Tsunade w tym momencie zrobiła się taka wściekła że gdyby mogła zabić wzrokiem to Uzumaki już dawno by nie żył...by odreagować przywaliła w stół przy którym siedzieli który momentalnie zmienił się w drzazgi...

- To nie wszystko, Akatsuki zamierza zdobywać kolejno zwoje... więc mamy czas się przygotować, lecz to oznacza też że wioska która padnie pierwsza ofiarą poszukiwań będzie Wioska Piasku...jeżeli ruszą otrzymam informacje od mojego informatora.
- Rozumiem, nie wiem skąd to wszystko wiesz ale jestem Ci wdzięczna...na razie nie będziemy podejmować żadnych środków żeby nie wzbudzać podejrzeń Danzo, tak jak mówiłeś. A teraz chodźmy do środka, muszę zapłacić za nowy stół...

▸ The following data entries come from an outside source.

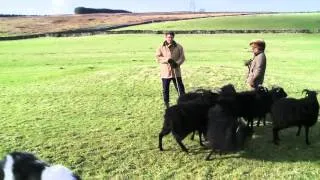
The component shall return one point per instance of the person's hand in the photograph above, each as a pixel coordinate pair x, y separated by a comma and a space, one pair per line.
248, 62
172, 63
251, 83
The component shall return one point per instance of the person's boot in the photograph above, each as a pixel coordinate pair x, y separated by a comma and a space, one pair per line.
166, 105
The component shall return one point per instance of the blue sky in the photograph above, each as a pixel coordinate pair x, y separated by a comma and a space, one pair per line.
67, 6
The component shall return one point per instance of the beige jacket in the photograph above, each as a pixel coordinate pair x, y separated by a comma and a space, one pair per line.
257, 70
166, 52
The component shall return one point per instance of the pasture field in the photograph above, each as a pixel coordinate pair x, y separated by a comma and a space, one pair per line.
94, 104
309, 21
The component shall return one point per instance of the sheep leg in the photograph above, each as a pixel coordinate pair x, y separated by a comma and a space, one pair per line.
179, 141
258, 123
307, 135
209, 155
299, 129
200, 139
163, 133
276, 136
192, 136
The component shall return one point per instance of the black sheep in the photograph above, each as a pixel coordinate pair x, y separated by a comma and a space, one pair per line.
199, 96
182, 119
289, 112
225, 132
267, 101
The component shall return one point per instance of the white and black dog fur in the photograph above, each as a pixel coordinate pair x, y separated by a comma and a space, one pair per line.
26, 166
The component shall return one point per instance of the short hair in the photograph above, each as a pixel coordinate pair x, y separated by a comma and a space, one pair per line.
170, 33
260, 43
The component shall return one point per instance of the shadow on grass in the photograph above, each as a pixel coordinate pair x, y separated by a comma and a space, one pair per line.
292, 148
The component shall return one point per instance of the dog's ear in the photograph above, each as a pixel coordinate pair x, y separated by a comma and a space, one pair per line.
76, 177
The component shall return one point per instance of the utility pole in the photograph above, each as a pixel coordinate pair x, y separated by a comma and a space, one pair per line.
192, 5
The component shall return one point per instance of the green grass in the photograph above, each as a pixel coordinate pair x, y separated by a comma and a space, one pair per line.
309, 21
94, 104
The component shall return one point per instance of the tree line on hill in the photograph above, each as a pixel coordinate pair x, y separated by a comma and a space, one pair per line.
84, 10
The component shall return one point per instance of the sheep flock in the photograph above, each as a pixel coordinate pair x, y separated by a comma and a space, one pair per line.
224, 118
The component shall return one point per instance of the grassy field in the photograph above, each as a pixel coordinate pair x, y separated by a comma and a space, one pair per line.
94, 104
309, 21
26, 25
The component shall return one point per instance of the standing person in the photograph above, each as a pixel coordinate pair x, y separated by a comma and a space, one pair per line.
257, 66
170, 56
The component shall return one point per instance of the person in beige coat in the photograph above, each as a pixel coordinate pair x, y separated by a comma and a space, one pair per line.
170, 56
257, 66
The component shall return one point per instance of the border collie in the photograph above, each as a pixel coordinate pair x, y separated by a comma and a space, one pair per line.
26, 166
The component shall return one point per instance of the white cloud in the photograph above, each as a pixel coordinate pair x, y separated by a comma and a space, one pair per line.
60, 6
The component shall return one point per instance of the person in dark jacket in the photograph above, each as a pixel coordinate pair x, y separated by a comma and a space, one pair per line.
257, 66
170, 56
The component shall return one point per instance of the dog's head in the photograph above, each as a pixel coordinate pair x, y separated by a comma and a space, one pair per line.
22, 165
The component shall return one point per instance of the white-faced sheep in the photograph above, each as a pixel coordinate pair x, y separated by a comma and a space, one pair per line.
25, 166
289, 112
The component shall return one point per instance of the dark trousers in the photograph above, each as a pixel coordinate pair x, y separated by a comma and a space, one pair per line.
166, 87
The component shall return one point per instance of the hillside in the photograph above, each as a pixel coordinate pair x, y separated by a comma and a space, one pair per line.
26, 25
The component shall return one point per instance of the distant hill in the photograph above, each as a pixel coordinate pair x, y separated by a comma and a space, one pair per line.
83, 10
10, 15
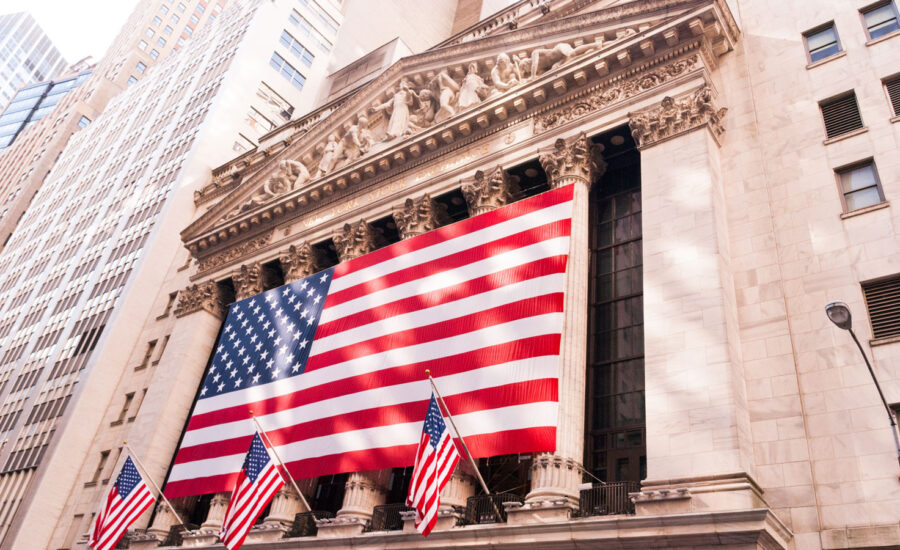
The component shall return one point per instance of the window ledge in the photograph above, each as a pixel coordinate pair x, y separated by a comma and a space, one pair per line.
883, 38
821, 62
884, 341
856, 132
865, 210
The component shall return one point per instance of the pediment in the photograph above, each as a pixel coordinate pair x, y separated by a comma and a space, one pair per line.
427, 101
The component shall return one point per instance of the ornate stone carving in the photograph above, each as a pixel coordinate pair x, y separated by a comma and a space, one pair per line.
300, 261
247, 281
488, 191
576, 159
356, 239
617, 91
203, 296
420, 215
226, 256
675, 116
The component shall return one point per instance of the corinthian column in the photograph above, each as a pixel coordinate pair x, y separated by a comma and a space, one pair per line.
555, 476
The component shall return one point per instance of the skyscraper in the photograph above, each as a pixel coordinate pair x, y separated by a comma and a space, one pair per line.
26, 54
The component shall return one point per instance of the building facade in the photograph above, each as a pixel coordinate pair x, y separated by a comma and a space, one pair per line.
26, 54
733, 164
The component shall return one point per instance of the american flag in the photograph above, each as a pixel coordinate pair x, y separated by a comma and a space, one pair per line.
127, 500
435, 460
333, 365
257, 483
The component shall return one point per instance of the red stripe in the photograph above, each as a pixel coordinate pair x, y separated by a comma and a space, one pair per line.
522, 309
517, 274
561, 228
536, 346
508, 212
521, 393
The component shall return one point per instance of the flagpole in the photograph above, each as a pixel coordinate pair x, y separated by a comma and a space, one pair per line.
463, 441
281, 463
153, 483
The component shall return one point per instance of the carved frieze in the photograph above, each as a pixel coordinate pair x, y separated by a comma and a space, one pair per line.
202, 296
615, 92
355, 240
675, 116
247, 281
300, 261
420, 215
488, 192
575, 159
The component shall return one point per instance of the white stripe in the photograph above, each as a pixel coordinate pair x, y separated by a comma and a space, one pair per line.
561, 211
536, 368
475, 303
532, 415
549, 323
499, 262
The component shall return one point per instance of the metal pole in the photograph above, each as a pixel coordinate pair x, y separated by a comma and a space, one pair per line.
881, 394
463, 441
281, 463
155, 486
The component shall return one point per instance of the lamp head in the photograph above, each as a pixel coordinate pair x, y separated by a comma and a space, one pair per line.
839, 314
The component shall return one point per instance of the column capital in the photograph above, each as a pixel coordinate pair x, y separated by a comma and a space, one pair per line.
300, 261
355, 240
202, 296
573, 160
488, 191
247, 281
419, 215
674, 116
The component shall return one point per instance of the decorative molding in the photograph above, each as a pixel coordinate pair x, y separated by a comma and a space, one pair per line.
676, 116
228, 255
420, 215
202, 296
300, 261
488, 192
355, 240
615, 92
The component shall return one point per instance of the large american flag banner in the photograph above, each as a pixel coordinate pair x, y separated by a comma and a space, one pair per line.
333, 365
126, 501
436, 458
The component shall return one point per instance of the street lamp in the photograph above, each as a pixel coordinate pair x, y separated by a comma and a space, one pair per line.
839, 314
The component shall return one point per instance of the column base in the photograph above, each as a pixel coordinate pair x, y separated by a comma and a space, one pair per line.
538, 511
346, 526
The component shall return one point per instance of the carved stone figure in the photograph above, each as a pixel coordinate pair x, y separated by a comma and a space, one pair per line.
472, 90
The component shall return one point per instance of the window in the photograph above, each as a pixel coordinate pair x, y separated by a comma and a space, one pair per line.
860, 186
287, 71
882, 301
880, 19
822, 42
892, 87
841, 115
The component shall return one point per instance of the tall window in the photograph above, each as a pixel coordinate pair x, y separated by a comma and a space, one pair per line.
880, 19
822, 42
615, 446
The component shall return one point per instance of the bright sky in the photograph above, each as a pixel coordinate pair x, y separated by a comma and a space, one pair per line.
78, 28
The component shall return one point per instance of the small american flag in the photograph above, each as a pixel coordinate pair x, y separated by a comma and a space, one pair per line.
333, 365
257, 483
436, 459
127, 500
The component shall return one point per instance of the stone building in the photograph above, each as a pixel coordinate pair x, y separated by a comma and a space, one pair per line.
733, 163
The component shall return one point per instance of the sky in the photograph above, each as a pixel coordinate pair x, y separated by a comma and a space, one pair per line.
78, 28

Jakiś czas później Uzumaki Naruto wrócił na swoją sale, siedział teraz na parapecie przy otwartym oknie, patrzył na tętniące życiem ulice pełne ludzi... kupcy, kobiety robiące zakupy, dzieci grające i bawiące się w ninja...te dzieci które mają być przyszłością Konohy... następne pokolenie...Wiedział że musi je chronić za wszelką cenę jeżeli mają one być w przyszłości kolejnymi Hokage, przyszłymi sensei lub jeszcze kimś istotnym na tym świecie kimś kto równie dobrze będzie prowadził kolejne pokolenie, lecz... na razie sami muszą zostać poprowadzeni przez ten świat, oni są nieświadomi tego co się teraz dzieje, beztrosko cieszą się życiem.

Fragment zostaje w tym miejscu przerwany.